I've written a small patch on top of v0.48.1argonaut which should
avoid this. It's in branch 3369-mds-session-workaround and will simply
log an error in the monitor central log instead of segfaulting. There
should shortly be packages available at
http://gitbuilder.ceph.com/ceph-deb-precise-x86_64-basic/ref/3369-mds-session-workaround/
(for Precise amd64; or elsewhere if you're on a different platform?).
-Greg

On Fri, Oct 19, 2012 at 1:52 PM, Nick Couchman <[email protected]> wrote:
> One of the MDSs crashed over the weekend (late Friday night), but I believe 
> that one was not active and was just in Replay mode.  Other than that, I 
> don't know of anything that would have affected the MDSs.
>
> -Nick
>
>>>> On 2012/10/18 at 16:55, Gregory Farnum <[email protected]> wrote:
>> Okay, looked at this a little bit. Can you describe what was happening
>> before you got into this failed-replay loop? (So, why was it in replay
>> at all?) I see that the monitor marked it as laggy for some reason;
>> was the cluster under load; did the monitors break; something else?

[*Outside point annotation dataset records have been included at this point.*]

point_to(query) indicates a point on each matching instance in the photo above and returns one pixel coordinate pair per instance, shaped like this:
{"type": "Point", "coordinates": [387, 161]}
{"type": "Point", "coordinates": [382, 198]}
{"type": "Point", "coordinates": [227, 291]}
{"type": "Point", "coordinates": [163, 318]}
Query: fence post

>> I can see why it's failed here and I think I can do a simple code
>> patch to work around it, but the root cause is something that happened
>> while the MDS was still alive.
>>
>> Basic technical content:
>> The MDS journals all open client sessions. It brings them back into
>> memory during replay, and then operates on them to do things like open
>> new sessions or close ones that it turns out not to need. Your log
>> contains two close events for the same client session, and it's
>> causing a big freak out. This actually feels somewhat familiar; I'll
>> talk about it with our team here and get back to you tomorrow
>> sometime.
>> -Greg
>>
>> On Thu, Oct 18, 2012 at 8:56 AM, Nick Couchman <[email protected]>
>> wrote:
>>> Hopefully this is what you're looking for...
>>> (gdb) bt
>>> #0  ESession::replay (this=0x7fffcc49a7c0, mds=0x127d5f0) at
>> mds/journal.cc:828
>>> #1  0x00000000006a2446 in MDLog::_replay_thread (this=0x1281390) at
>> mds/MDLog.cc:580
>>> #2  0x00000000004cf5ed in MDLog::ReplayThread::entry (this=<optimized out>) 
>>> at
>> mds/MDLog.h:86
>>> #3  0x00007ffff764df05 in start_thread () from /lib64/libpthread.so.0
>>> #4  0x00007ffff680d10d in clone () from /lib64/libc.so.6
>>>
>>>>>> On 2012/10/17 at 09:53, Sam Lang <[email protected]> wrote:
>>>> On 10/17/2012 09:42 AM, Nick Couchman wrote:
>>>>> Thanks...here's the backtrace:
>>>>> (gdb) bt
>>>>> #0  0x00000000004dcfea in ESession::replay(MDS*) ()
>>>>> #1  0x00000000006a2446 in MDLog::_replay_thread() ()
>>>>> #2  0x00000000004cf5ed in MDLog::ReplayThread::entry() ()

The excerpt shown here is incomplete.